Entre los problemas más acuciantes provocados por la pandemia del covid-19, además de la situación sanitaria, está el de haber afectado la estructura laboral del país debido a que un amplio sector de la población quedó eximida, por disposición del Gobierno nacional, de trabajar durante más de un año. Nos referimos a la franja etaria de los mayores de 60 años que por ser personas de riesgo se dispuso que no concurrieran a los lugares de trabajo. También a las personas con comorbilidades, más allá de que sus enfermedades preexistentes hayan sido anteriores a la pandemia, y todas aquellas personas que por contagio o contacto estrecho con un contagiado han estado haciendo uso de licencias ininterrumpidas, dejando a sus lugares de trabajo sin mano de obra, muchas veces, irremplazable.
En función de estas ausencias, que perjudican sin excepción a empresas y organismos tanto del sector privado como público, se plantea la necesidad de rever esas disposiciones -como otras tantas que afectan el mercado laboral- al amparo de la posibilidad de vacunarse contra el coronavirus, una acción que otorga cierta inmunidad y que puede ser exigida por los empleadores como medida de seguridad en sus ámbitos laborales. Se trata de una modalidad que ya está vigente en Estados Unidos y otros países desarrollados y que ha comenzado a dar buenos resultados en la medida que las empresas han reducido el nivel de ausentismo y están garantizando el estatus sanitario de sus planteles de trabajadores.

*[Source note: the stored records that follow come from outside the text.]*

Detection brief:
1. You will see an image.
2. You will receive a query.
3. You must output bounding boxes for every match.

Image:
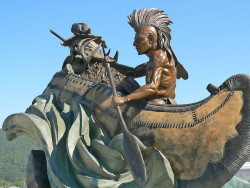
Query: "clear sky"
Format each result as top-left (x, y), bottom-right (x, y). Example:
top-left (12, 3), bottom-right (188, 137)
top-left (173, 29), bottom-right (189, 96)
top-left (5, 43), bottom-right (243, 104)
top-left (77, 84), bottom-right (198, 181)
top-left (0, 0), bottom-right (250, 127)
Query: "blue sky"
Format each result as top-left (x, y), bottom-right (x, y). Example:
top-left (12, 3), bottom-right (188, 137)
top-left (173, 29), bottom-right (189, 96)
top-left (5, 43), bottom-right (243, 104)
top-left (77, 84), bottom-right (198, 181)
top-left (0, 0), bottom-right (250, 127)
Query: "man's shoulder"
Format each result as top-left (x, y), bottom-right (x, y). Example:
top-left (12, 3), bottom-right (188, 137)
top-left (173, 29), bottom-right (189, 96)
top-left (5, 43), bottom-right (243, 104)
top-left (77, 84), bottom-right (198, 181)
top-left (152, 49), bottom-right (168, 67)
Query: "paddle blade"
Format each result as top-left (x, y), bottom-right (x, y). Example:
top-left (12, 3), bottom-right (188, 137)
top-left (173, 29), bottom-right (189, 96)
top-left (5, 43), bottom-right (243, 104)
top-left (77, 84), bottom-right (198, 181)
top-left (123, 131), bottom-right (147, 186)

Para recuperar la fuerza laboral del país, hay que restablecer la "voluntad de trabajo" y esto sólo se logra destrabando mecanismos que van en contra de lo promoción de las actividades productivas. La disposición por la que los peones rurales podrán trabajar en blanco sin perder planes sociales, una medida que apunta a solucionar el problema de la falta de mano de obra para las cosechas, es positiva desde el punto de vista que promueve el trabajo rural como fuente genuina de empleo.
Sólo trabajando se podrá recuperar la productividad del país, evitando vicios laborales históricos en algunas actividades como en el ámbito de la Educación donde hay casos en los que el Estado paga dos o más sueldos por cada puesto de trabajo, una relación ilógica que perjudica a cualquier estructura laboral.

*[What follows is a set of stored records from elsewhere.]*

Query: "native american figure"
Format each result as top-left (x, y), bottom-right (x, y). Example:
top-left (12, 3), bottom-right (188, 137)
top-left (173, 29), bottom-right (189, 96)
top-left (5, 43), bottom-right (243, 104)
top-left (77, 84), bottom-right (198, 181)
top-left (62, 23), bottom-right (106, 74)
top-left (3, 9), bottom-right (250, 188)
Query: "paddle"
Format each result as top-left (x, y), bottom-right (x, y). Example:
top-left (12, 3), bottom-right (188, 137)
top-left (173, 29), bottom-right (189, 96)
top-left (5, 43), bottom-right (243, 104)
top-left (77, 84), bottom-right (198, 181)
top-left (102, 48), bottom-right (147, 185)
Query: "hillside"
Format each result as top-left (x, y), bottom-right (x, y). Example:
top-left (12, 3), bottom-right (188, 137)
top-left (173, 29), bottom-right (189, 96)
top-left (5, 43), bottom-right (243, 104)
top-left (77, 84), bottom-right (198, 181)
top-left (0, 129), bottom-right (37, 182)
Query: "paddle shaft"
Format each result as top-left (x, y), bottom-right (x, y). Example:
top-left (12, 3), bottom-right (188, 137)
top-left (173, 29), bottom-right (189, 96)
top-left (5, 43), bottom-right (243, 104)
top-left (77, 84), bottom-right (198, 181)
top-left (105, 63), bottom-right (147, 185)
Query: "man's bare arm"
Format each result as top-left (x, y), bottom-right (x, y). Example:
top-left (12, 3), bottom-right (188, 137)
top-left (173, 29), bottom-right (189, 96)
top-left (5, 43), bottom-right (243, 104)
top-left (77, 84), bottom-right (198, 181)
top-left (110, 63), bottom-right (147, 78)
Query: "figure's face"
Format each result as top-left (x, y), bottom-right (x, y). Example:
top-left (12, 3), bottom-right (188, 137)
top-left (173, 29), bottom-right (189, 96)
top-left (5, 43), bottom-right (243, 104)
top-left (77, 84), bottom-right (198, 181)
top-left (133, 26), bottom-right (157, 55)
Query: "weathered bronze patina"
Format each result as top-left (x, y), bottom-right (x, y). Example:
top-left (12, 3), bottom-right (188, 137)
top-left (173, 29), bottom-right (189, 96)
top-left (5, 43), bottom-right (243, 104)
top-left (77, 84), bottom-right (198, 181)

Ha llegado el momento de suprimir todas las restricciones al trabajo impuestas en los últimos tiempos para que el país no sigas paralizado. Y el sector político debe comprender que las elecciones no se ganan siendo permisivos u otorgando prerrogativas. Se ganan con acciones concretas que apunten a facilitar la creación de fuentes de trabajo, para que todos los ciudadanos ganen dignamente el sustento diario.